Lex considered that. Lana had only been three during the first meteor shower. If she had gotten her power then, she would have grown up with everyone around her feeling compelled to love and protect her. Without anything to compare it to, it was entirely possible that she would have assumed that that level of adoration was normal. Lex almost pitied her. Almost. “You’re in for a rude awakening,” he told her with a sharp-toothed grin.
“You are insane Lex,” she said, full of venom. “You’re insane and you poison everything you touch. I will get out of this, and when I do I am going to hunt you down. And this time I won’t stop until I kill you.”
“Wow,” Conner said. “You’re a bitch.”
“Conner,” Lex reprimanded. “Language.”
“I’m seventeen,” Conner objected. “I can say ‘bitch.’”
“Really? Because my records on LX-15 say that you’re only five,” said Lex.
“What? That’s totally not fair! You can’t treat me like a little kid just because your experiments did weird things to my aging.”
“I’m you father,” Lex told him, “As long as I’m not abusing you in any way, I can do whatever I think is necessary to raise you properly.”
“My father? That’s a joke,” Conner shot back. “You didn’t even start talking to me until six months ago when we were trapped in a room together.”
“I’ve been over that a million times; I didn’t know you were my son before that.”
“Well, maybe if you were really my dad you would have!” shouted Conner.
Lex took a deep breath and tried to calm himself. “I’m sorry if my lack of contact with you before that upset you or made you feel unwanted. But if that’s how you’re feeling you need to talk to me about it. Respectfully, or I really will ground you.”
Conner’s anger, which seemed to deflate with Lex’s apology, flared back up. “How are you going to ground me? I don’t even live with you!”
“I would expect you to respect the fact that you were grounded and behave accordingly.” Lex told him. “But I will talk to Clark if I have to.”
“You’re going to nark on me to Clark?” Conner asked, disbelieving.
“I-“ But Lex’s response went unvoiced and forgotten as, in between one blink of an eye and the next, Conner went from standing with his fists clenched at his sides to holding a squirming and snarling Lana.

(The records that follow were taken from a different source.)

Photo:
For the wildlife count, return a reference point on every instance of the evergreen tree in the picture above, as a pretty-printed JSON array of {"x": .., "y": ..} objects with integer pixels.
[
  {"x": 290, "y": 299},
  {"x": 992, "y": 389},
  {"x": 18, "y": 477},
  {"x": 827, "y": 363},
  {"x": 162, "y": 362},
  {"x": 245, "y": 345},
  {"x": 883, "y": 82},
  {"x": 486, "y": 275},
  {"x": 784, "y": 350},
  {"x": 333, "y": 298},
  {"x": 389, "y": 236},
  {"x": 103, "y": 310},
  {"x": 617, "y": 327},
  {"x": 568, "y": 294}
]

“She must have escaped while we were arguing,” Conner explained. “Luckily, I heard her trip and was able to catch her.”
Lex glanced at the ground and, sure enough, there were Lana’s handcuffs. “How did she even get out of those in the first place?” Conner asked.

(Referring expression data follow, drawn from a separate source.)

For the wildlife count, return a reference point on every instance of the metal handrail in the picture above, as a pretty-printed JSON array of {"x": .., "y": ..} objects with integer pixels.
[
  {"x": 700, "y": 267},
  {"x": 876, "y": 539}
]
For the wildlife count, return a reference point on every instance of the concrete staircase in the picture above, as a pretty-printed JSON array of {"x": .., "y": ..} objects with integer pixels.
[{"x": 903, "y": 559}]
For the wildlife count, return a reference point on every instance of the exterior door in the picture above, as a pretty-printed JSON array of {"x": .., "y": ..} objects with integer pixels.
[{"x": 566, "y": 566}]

“I told you she was crafty,” Lex reminded him.
“Yeah, but I thought that was the meteor love-slave in you talking,”
Lana continued to make admirable efforts to escape, and she looked like she might even be making progress. Clark would have been able to hold her without any trouble, but Conner was still not entirely used to properly regulating his strength and so was probably holding her looser than he could have, in order to make sure he didn’t unintentionally squash her. “Can you do something about this Dad?” requested Conner. “Make her stop wriggling or something?”
“How am I supposed to do that?”
“I don’t know, flick her on the nose?” Conner suggested.
“Conner, that’s for misbehaving dogs,” Lex told him.
“I am not a dog!” Lana protested, though the effect of this declaration was lessened somewhat by the fact that she had to stop trying to bite Conner to make it.
“Okay, you’re not a dog,” Conner agreed with a mischievous grin. Then, with no small amount of difficulty, he managed to get her turned around until he was holding her up in the air facing him.
“No Lana,” he said, punctuating each word with a gentle shake. “Bad kitty. No trying to run away.” Lana let out a feral noise that did kind of sound like a wildcat and redoubled her efforts to escape. Conner just slung her over his shoulder and smirked at Lex, who was beginning to worry that maybe he was rubbing off on Conner a little too much.
“Back to the ‘copter?” Conner proposed.
“Back to the ‘copter,” Lex agreed. Then, because he was the parent and therefore had to, he added, “And we’ll finish our earlier discussion later.”
Conner looked sullen at that comment, and Lex crossed his arms and did his best to channel Martha Kent’s “no nonsense from you mister” attitude.
“Fine,” Conner agreed with a sigh. Then the two of them headed back to their transportation, with a struggling Lana in tow.